Police and license inspectors found the remains of 63 fetuses or infants -- some of whom died three years ago -- at Perry Funeral Home on Friday, the Detroit Police Department said.
Inspectors raided the funeral home in response to a complaint, the Michigan Department of Licensing and Regulatory Affairs said, without releasing details of the complaint.
Thirty-seven of the dead fetuses or infants were found in three unrefrigerated boxes, police and the regulatory department said. Twenty-six were in a freezer, police said.
Licensing and Regulatory Affairs said it has suspended the funeral home's mortuary science license because of "multiple violations of Michigan's public health and occupational codes and an imminent threat to the public health and safety."
Police have not said any charges have been filed; Detroit Police Chief James Craig said his department is investigating.
"I am committed to get to the truth," Craig said Friday, according to CNN affiliate WDIV. "... This is deeply disturbing."
Michigan law says funeral directors generally must supervise a body's final disposition within 60 days of receiving it.

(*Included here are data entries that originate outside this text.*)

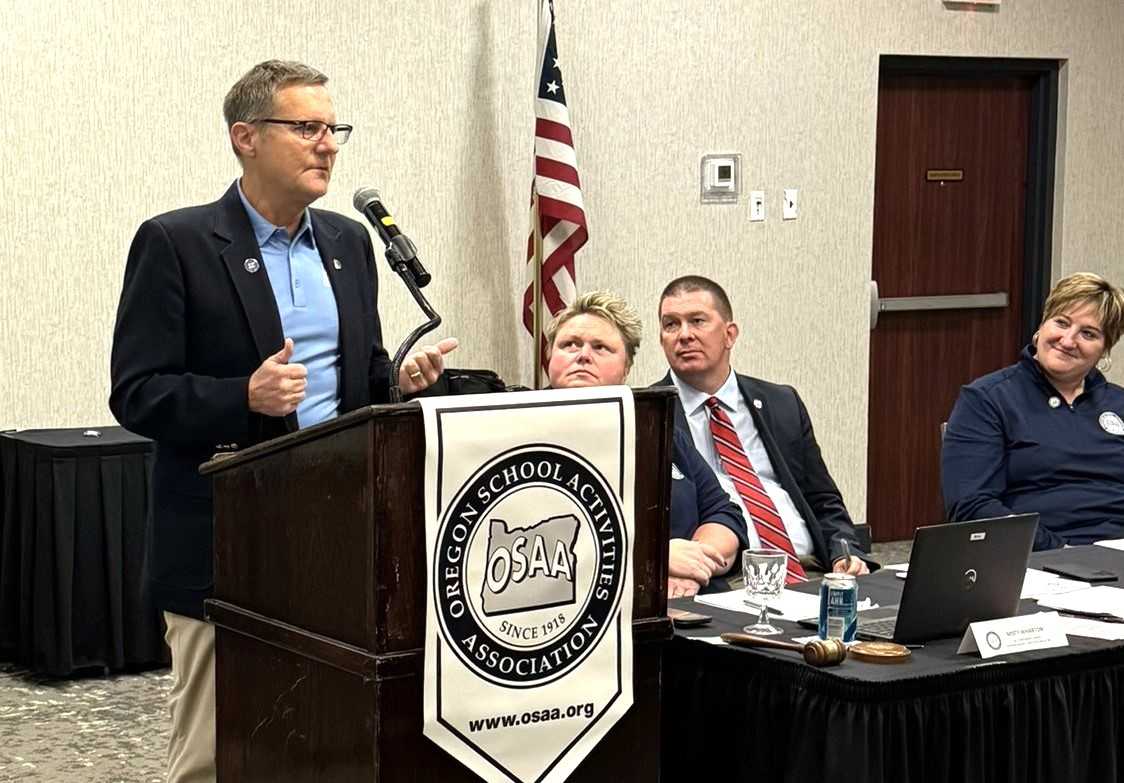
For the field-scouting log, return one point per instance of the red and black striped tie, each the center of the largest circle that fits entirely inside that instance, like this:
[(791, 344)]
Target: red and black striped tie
[(754, 498)]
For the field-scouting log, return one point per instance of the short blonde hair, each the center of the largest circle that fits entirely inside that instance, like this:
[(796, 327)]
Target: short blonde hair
[(607, 306), (1086, 288)]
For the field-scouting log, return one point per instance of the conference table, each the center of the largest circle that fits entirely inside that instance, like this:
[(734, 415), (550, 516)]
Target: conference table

Those who don't may be found guilty of at least a misdemeanor, punishable by up to 90 days in prison.
For bodies improperly kept beyond 180 days, a director could be charged with a felony, punishable by up to 10 years in prison.
Some of the 63 sets of remains found at Perry Funeral Home on Friday were fetuses or infants that died in 2015, Licensing and Regulatory Affairs said.
Licensing and Regulatory Affairs said the funeral home also failed to certify and file death certificates "for the dead bodies of the fetuses and infants for whom they assumed custody with the appropriate governmental authority within 72 hours of death."
Perry Funeral Home's lawyer, Joshua I. Arnkoff, said in a statement that the funeral home has acted within the law.
"Perry Funeral Home has been serving the Detroit community for decades and has been a reputable, reliable and caring member of the community. The allegations being made through the press are inaccurate," Arnkoff said.
The allegations involve "unclaimed infant remains" from local hospitals, Arnkoff said, which occurs when families do not respond to hospital requests. He said he did not believe any of these remains involved families that had paid for funeral services.
"In the case of unclaimed remains, a funeral home cannot bury remains without proper authorization, and the law in Michigan sets forth a hierarchy for authority," Arnkoff said. "Perry relied upon and operated within that hierarchy, but Perry never received the legal authority necessary to conduct a final disposition of the remains."
Friday's discovery came a week after Licensing and Regulatory Affairs workers discovered the remains of 10 fetuses and one infant in a drop-down ceiling of a separate, former funeral home in Detroit.
The site of that former business -- the Cantrell Funeral Home -- was raided October 12 in response to an anonymous letter, authorities said.
That marked Licensing and Regulatory Affairs' third visit to the premises in only a few months.
Cantrell Funeral Home was shut down in April by Licensing and Regulatory Affairs for multiple violations, including improper storage of embalmed bodies, with two in an advanced stage of decomposition, according to a press release.
In August, an anonymous phone call led Licensing and Regulatory Affairs investigators back to the building, where one fetus and some cremated remains were found, Craig said.
After the remains of 10 fetuses and one infant were found on October 12, a cadaver-trained police dog searched the building and no additional bodies were located, Detroit Police Lt. Brian Bowser said.
"Detroit Police Department has opened a criminal investigation on allegations of a felony," Craig said a press conference Monday. The investigation into that felony charge -- failure to supervise the final disposition of a dead body within 180 days -- will involve an interview with Raymond Cantrell II, who owned the former funeral home, Craig said.
Details about why the remains were being stored at Perry Funeral Home and the former Cantrell Funeral Home, or whether the cases are in any way related, weren't immediately available.
Cantrell did not respond to CNN's request for comment.
Charges have not yet been filed in the Cantrell Funeral Home case, but Craig said he has been in touch with both the Michigan Attorney General's Office and the Wayne County prosecutor about what the next steps might be.
The Wayne County Medical Examiner's office said it is working to identify the Cantrell Funeral Home remains and notify any families.